幼い頃からの友人だった夜空が、トラックに跳ねられる場面をずっと予知していて、助けたいと思いながらも手を差し伸べられず、夜空が死んで生き残った詩夏が悲しみに暮れる世界。そんな詩夏が身代わりになって死んでしまい、夜空だけが生き残って悲嘆に喘ぐ世界。どちらかをどうあっても選ばなくてはいけないなんて、哀しすぎるとホローはうめく。

 「シュレーディンガーの猫」のパラドックスで有名な量子論の観測問題を拠り所にして、確定していない未来ならば変えられるはずだと思い込み、じっさいに改変に成功したかに見えて、やっぱりどうしようもなくなってしまい、挙げ句に多数あったものが2つに、そして1つに確定してしまった未来はもはやどうあっても変えられないのかと、諦めの空気が流れ出して心を締め付ける。

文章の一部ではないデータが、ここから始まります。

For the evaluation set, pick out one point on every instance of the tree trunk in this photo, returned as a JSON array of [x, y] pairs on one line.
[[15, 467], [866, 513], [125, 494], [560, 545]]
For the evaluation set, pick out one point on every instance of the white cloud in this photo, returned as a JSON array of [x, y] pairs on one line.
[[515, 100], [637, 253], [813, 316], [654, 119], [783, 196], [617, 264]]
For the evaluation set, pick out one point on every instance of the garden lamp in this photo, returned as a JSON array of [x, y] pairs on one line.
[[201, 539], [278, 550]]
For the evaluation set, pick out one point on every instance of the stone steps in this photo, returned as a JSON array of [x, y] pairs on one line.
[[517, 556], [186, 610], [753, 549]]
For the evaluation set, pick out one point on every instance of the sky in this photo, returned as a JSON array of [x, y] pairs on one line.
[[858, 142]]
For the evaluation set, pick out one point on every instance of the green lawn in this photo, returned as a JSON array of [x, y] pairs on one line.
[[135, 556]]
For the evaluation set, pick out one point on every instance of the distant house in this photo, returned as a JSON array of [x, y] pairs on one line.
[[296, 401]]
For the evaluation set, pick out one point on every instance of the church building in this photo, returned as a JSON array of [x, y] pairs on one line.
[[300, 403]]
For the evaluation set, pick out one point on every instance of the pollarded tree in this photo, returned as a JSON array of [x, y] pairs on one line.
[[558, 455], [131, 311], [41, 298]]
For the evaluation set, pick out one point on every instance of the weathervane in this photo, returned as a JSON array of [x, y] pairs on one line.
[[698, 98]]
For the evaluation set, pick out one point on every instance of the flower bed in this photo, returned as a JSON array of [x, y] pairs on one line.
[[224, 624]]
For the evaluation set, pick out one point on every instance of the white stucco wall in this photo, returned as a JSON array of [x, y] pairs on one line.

 そんな絶望の縁にあって、必死の思いで巡らされるホローとウォルナッツの推理と思考と行動は、消えてしまった未来を呼び戻すことができるのか。一直線でしかなく、そして後戻りも不可能な現実の時空間に生きている人間からすれば、一言のもとに不可能だと断じて切り捨てて構わない問いかけかもしれない。しょせんはフィクションに過ぎないのなのだから。

 けれども、現実ではないフィクションだからだからこそ、後悔とやり直しを繰り返して成長していく姿を描けるのだ。この物語を読むことで、かけがえのない現実のやり直しがきかない時間をどう生きるかを考え直し、終わり際になって満足と納得のいくだろう未来をつかむことが出来るのだとしたら、読んで学び教えられる価値はある。そう思われているからこそ、神がサイコロを振らないこの世界にあって、いくつもの改変と改心の物語が描かれ続けて来たのだ。

 観測問題についての解釈が妥当かは不明ながらも、単純に死神が現れ魂をかり集めようとして逡巡したり、あっさりと集めて地獄へと戻っていったりするタイプの物語とは違った新鮮さを与えてくれることは確か。ひとつの死のみが語られ、慟哭の情を引き出すのではなく、いくつかの生死が招く悲しさや憤りをクロスさせ、死の意味と生の意義について語ろうとしている。

 ウォルナッツとは何者だったのか。それが最大の謎だけれども、謎めいてこその死神だ。いずれ再び現れては、迷い逡巡する世界を導いていく姿を遠からず見られるものと信じて続刊を待ち、この巻を隅々まで味わい尽くそう。深夜と詩夏のどちらがよりタイプなのかも考えながら。